Louis Lawlor

Personal information
- Born: May 25, 2002 (age 24) Glasgow, Scotland

Sport
- Country: United Kingdom
- Sport: Para swimming
- Disability class: S14, SB14 and SM14
- Coach: Danielle Brayson

Medal record
Representing United Kingdom
Men's para swimming
World Championships
| Bronze medal – third place | 2019 London | Men's 100 metre backstroke S14 |

= Louis Lawlor =

British para swimmer born 2002

Louis Lawlor (born 25 May 2002) is a British para swimmer who competes in S14, SB14 and SM14 classifications events for athletes with intellectual impairments. He represented Great Britain at the 2020 Summer Paralympics and 2024 Summer Paralympics. He won a bronze medal in the Men's 100 metre backstroke S14 at the 2019 World Para Swimming Championships.

==Early and personal life==
Louis Lawlor was born on 25 May 2002 in Glasgow, Scotland. He trains with the City of Glasgow Swim Team under coach Danielle Brayson. He competes in the S14, SB14 and SM14 classifications for swimmers with intellectual impairments. Lawlor identifies as LGBTQ.

==Career==
Lawlor started competing in para swimming events in 2018 and achieved two podium finishes at the 2018 British Para-Swimming International Meet held in Sheffield. He won a silver in the 100m butterfly and bronze in the 200m freestyle event. He was also named as the Best Swimmer at the 2018 Scottish Junior Learning Disability Swimming Championships.

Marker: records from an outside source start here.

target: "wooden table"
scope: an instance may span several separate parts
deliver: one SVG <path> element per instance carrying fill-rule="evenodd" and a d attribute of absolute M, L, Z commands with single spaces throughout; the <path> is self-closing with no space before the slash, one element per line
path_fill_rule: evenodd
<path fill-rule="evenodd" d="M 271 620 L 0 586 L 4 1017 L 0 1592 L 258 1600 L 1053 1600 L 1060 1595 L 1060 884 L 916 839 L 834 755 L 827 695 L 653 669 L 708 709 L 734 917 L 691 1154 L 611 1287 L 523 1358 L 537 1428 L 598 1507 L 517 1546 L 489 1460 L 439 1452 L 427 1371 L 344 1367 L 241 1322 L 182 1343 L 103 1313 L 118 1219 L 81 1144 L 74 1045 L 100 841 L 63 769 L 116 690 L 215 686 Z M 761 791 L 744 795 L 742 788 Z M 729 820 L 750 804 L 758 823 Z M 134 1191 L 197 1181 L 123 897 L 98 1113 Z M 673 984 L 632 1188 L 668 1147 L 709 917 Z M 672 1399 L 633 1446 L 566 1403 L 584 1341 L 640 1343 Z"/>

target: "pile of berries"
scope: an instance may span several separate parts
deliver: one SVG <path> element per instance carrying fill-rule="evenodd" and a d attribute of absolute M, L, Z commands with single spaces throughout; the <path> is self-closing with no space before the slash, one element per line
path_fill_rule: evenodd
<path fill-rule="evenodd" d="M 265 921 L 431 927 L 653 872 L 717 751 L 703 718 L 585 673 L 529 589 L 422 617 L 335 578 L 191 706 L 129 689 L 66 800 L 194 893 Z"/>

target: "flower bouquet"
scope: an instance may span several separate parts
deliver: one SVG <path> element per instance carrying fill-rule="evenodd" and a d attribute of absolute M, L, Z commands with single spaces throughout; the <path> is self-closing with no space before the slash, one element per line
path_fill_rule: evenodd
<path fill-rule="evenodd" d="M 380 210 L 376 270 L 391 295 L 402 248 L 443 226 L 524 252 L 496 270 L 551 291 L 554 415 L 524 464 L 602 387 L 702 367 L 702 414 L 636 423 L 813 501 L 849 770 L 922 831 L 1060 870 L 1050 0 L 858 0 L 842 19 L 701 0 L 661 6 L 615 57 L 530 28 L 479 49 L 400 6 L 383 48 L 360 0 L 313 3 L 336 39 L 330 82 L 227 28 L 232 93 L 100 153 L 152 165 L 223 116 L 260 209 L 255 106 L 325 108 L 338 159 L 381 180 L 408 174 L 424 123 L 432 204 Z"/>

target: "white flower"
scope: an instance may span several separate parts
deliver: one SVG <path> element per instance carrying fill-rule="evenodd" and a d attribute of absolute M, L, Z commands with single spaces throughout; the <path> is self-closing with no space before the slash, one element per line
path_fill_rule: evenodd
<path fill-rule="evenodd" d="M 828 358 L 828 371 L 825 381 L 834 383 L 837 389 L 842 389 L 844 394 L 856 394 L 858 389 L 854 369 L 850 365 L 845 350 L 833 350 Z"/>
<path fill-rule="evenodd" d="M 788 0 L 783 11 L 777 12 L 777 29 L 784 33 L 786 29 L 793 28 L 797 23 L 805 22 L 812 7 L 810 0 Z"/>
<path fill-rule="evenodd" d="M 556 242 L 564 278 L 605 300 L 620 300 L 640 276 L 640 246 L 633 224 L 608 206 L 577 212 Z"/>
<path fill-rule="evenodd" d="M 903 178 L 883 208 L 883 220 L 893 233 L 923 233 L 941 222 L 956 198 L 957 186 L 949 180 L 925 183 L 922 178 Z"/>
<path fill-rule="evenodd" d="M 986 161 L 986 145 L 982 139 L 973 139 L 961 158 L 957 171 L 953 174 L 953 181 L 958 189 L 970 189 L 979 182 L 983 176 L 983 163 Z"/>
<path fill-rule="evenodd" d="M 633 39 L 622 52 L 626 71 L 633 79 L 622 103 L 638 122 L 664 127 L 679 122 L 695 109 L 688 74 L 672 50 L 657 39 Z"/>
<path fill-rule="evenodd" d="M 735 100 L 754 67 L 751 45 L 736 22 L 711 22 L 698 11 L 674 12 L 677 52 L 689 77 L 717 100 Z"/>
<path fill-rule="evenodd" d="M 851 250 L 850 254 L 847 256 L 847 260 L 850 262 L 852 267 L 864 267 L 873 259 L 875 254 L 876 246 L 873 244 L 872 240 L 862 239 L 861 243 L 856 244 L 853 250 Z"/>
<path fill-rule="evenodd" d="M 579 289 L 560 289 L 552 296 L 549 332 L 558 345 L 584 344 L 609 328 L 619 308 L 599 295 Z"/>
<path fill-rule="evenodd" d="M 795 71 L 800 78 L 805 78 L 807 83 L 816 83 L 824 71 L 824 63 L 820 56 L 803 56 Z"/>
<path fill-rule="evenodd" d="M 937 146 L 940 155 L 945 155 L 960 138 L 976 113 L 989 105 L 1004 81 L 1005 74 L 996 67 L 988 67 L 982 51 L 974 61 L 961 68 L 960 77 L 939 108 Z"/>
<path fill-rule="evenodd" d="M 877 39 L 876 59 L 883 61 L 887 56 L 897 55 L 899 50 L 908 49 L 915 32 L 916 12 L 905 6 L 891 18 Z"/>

Lawlor finished fourth in the mixed category race at the British Para-Swimming International Meet in 2019 which earned him a place in the Great Britain team for the 2019 World Para Swimming Championships in London. He won a bronze medal in the men's 100 metre backstroke S14 at the World Championships, the first major international medal of his career. He set a Scottish record time of 54.34 seconds in the 100m freestyle event in 2019.

Lawlor made his Paralympic debut at the 2020 Summer Paralympics in Tokyo. He competed in the men's 100 metre backstroke S14 event and advanced to the final. He came last in the final, and was ranked eighth amongst the 18 competitors in the overall standings. At the 2022 World Para Swimming Championships in Madeira, Lawlor competed in the men's 100 metre backstroke S14 and 200 metre individual medley SM14 events, and recorded sixth and ninth-place finishes respectively.

In 2024, Lawlor was selected to represent the Great Britain team at the 2024 Summer Paralympics in Paris. He competed in the men's 100 metre backstroke S14 event. He advanced through the qualifying round and finished seventh in the final.